Land Registry targets solicitors and conveyancers with ‘property fraud’ warnings
18 July, 2017
HM Land Registry has been issuing important email reminders to solicitors and conveyancers stressing the importance of being on the lookout for so-called ‘property fraud’ – which can result in significant financial losses.
The email reminders follow a series of leaflets recently issued to law and conveyancing firms in a bid to raise awareness of the issue – which appears to be growing increasingly common.
A leaflet recently sent out to such firms with instructions to distribute to property clients, reads: “Fraudsters can and do target properties for fraud. By pretending to be you they can try to sell or mortgage your property, leaving you to deal with the consequences.

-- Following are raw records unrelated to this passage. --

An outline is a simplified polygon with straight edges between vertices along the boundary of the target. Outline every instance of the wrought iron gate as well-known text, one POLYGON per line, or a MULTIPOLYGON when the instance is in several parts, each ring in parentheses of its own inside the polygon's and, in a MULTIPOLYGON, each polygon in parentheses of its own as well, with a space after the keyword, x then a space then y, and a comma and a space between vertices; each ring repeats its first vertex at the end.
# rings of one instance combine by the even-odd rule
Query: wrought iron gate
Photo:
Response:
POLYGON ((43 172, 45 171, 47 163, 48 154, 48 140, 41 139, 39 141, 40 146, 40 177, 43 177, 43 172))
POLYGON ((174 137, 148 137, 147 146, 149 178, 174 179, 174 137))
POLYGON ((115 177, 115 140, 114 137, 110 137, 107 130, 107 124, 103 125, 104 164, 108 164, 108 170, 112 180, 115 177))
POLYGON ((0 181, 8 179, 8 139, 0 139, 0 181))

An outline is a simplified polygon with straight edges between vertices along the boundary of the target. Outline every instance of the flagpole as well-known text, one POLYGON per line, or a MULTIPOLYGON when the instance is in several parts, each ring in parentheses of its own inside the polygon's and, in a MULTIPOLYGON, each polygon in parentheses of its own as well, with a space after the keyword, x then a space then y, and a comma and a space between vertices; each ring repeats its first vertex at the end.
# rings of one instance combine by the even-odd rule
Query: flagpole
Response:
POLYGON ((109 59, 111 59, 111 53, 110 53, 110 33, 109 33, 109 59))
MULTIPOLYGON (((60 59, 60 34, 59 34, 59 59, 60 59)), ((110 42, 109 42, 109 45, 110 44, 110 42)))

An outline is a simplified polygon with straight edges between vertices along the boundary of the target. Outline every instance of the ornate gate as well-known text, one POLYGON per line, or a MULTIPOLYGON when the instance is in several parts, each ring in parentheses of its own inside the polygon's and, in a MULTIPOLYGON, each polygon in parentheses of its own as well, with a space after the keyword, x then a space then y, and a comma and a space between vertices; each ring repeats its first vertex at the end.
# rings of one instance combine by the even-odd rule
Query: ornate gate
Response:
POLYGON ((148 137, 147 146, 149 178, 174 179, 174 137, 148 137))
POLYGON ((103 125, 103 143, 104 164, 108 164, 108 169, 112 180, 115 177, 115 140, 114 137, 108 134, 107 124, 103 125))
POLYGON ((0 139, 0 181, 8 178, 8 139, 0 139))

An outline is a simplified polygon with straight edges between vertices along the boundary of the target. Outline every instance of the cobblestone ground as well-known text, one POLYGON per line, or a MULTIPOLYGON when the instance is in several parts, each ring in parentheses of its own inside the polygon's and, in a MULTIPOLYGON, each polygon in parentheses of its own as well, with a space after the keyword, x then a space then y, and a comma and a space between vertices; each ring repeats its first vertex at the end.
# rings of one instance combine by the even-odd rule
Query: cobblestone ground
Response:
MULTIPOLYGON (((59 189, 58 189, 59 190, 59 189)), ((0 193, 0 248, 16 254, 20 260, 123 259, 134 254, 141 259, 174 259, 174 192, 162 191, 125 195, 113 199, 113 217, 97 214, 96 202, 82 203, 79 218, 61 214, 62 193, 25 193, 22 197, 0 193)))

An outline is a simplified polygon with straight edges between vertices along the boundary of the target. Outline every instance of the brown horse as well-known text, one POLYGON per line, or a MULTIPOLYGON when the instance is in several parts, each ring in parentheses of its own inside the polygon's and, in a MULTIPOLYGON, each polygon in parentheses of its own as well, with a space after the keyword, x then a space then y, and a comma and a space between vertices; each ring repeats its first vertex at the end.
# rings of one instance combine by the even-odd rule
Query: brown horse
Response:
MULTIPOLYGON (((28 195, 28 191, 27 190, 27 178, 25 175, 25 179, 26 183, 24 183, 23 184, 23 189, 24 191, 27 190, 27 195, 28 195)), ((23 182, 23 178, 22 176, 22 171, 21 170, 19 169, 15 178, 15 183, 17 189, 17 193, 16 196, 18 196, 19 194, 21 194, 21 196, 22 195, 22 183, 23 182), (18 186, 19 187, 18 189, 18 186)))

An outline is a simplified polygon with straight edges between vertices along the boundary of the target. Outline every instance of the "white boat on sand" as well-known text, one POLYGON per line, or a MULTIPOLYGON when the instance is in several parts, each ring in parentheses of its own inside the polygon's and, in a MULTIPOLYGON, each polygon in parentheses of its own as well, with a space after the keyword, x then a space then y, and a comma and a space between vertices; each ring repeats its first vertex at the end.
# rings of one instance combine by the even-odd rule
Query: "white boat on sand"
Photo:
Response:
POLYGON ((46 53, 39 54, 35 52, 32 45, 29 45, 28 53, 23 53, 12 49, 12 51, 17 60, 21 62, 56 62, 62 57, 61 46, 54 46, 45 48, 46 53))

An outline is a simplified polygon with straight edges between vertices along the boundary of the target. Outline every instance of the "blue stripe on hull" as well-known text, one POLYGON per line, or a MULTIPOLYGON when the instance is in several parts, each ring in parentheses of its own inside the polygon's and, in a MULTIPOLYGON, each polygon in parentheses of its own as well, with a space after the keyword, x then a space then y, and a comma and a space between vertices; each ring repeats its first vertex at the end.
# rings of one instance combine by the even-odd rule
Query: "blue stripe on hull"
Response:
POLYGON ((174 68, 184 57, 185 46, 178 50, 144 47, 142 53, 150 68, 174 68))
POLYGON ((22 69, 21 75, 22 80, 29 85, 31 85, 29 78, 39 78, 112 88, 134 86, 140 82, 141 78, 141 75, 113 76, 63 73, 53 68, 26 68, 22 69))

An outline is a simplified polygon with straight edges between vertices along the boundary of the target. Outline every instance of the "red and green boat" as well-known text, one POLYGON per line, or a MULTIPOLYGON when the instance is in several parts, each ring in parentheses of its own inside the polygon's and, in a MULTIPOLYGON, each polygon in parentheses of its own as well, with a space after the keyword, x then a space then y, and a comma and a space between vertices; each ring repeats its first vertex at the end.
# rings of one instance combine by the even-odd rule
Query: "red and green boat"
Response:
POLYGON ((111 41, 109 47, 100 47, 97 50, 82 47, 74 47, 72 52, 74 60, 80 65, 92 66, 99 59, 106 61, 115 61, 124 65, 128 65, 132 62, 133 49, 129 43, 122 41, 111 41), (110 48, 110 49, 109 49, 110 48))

Fraud of all kinds is on the increase, so it’s important you do what you can to protect yourself.”
It warns that homeowners are likely to be more at risk if their property is rented out, empty, mortgage-free or not registered with HM Land Registry.
Homeowners are subsequently advised to sign up to the Land Registry’s free Property Alert service – which will notify them of any applications put forward or issues raised concerning their property, including applications for new mortgages or changes of ownership.

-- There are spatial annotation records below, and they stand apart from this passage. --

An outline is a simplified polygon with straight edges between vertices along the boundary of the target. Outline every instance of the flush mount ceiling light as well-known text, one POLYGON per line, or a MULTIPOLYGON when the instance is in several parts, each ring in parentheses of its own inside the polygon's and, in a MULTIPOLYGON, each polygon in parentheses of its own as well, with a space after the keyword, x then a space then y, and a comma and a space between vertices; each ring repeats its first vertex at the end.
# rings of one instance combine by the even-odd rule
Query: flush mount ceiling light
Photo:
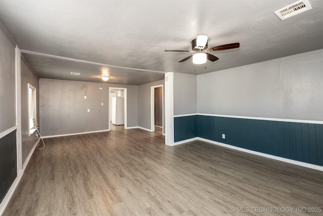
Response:
POLYGON ((110 77, 109 77, 107 76, 101 76, 101 78, 103 81, 107 81, 107 80, 109 79, 109 78, 110 78, 110 77))
POLYGON ((206 54, 205 53, 196 53, 193 56, 193 63, 195 64, 204 64, 206 62, 206 54))
POLYGON ((80 74, 81 74, 81 73, 76 73, 75 72, 71 72, 71 75, 76 75, 77 76, 77 75, 79 75, 80 74))

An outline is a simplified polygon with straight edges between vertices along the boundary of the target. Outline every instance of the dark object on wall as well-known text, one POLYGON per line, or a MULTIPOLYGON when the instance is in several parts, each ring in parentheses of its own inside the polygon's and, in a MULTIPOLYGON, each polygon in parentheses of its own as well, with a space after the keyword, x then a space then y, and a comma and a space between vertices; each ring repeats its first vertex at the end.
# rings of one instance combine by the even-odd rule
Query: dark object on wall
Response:
POLYGON ((0 201, 17 177, 17 130, 0 139, 0 201))

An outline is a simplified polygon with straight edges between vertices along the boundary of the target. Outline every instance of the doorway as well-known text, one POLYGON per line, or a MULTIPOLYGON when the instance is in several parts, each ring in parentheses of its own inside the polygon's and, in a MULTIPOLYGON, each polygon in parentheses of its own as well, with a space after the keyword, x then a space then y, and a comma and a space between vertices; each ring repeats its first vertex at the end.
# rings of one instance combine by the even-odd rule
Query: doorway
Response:
POLYGON ((150 92, 150 130, 154 132, 162 129, 164 132, 164 85, 151 87, 150 92))
POLYGON ((109 88, 109 129, 111 129, 111 124, 113 123, 114 128, 121 127, 127 128, 127 89, 122 88, 109 88), (114 98, 117 98, 114 99, 114 98), (113 103, 113 101, 114 102, 113 103), (118 101, 118 103, 117 101, 118 101), (122 102, 119 103, 119 102, 122 102), (117 105, 118 104, 118 105, 117 105), (114 106, 113 106, 113 105, 114 106), (121 114, 116 117, 118 113, 121 114), (120 118, 121 117, 121 118, 120 118), (118 119, 117 119, 118 118, 118 119), (116 125, 116 126, 115 126, 116 125))

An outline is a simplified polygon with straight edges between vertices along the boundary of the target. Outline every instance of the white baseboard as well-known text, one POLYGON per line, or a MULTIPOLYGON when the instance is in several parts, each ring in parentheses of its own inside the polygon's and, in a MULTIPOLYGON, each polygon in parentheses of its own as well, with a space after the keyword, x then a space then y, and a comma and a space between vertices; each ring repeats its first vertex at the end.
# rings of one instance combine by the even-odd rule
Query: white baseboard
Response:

It adds that if properties are targeted by fraud and encounter subsequent financial loss, owners can only be compensated if the property is correctly registered with HM Land Registry.
Meanwhile, solicitors and conveyancers are warned to report any ‘suspicious’ property transactions they are asked to carry out as soon as possible by contacting HM Land Registry’s property fraud line on 0300 006 7030.
So far, the Land Registry claims that it has been successful in preventing hundreds of fraudulent applications from being registered, representing properties valued in excess of £117m.
The warnings, which are being issued as part of Scams Awareness Month this July, come shortly after separate research revealed a rise in so-called ‘conveyancing fraud’.
This kind of fraud typically sees cyber-criminals commandeer communications between conveyancers, homebuyers and estate agents by hacking into email exchanges and posing as solicitors.
In these instances, police crime watchdog Action Fraud reports that hackers are attempting to re-direct conveyancing fees and deposit funds into their own bank accounts, by informing homebuyers of a bogus ‘last minute change’ to the conveyancer’s bank account details.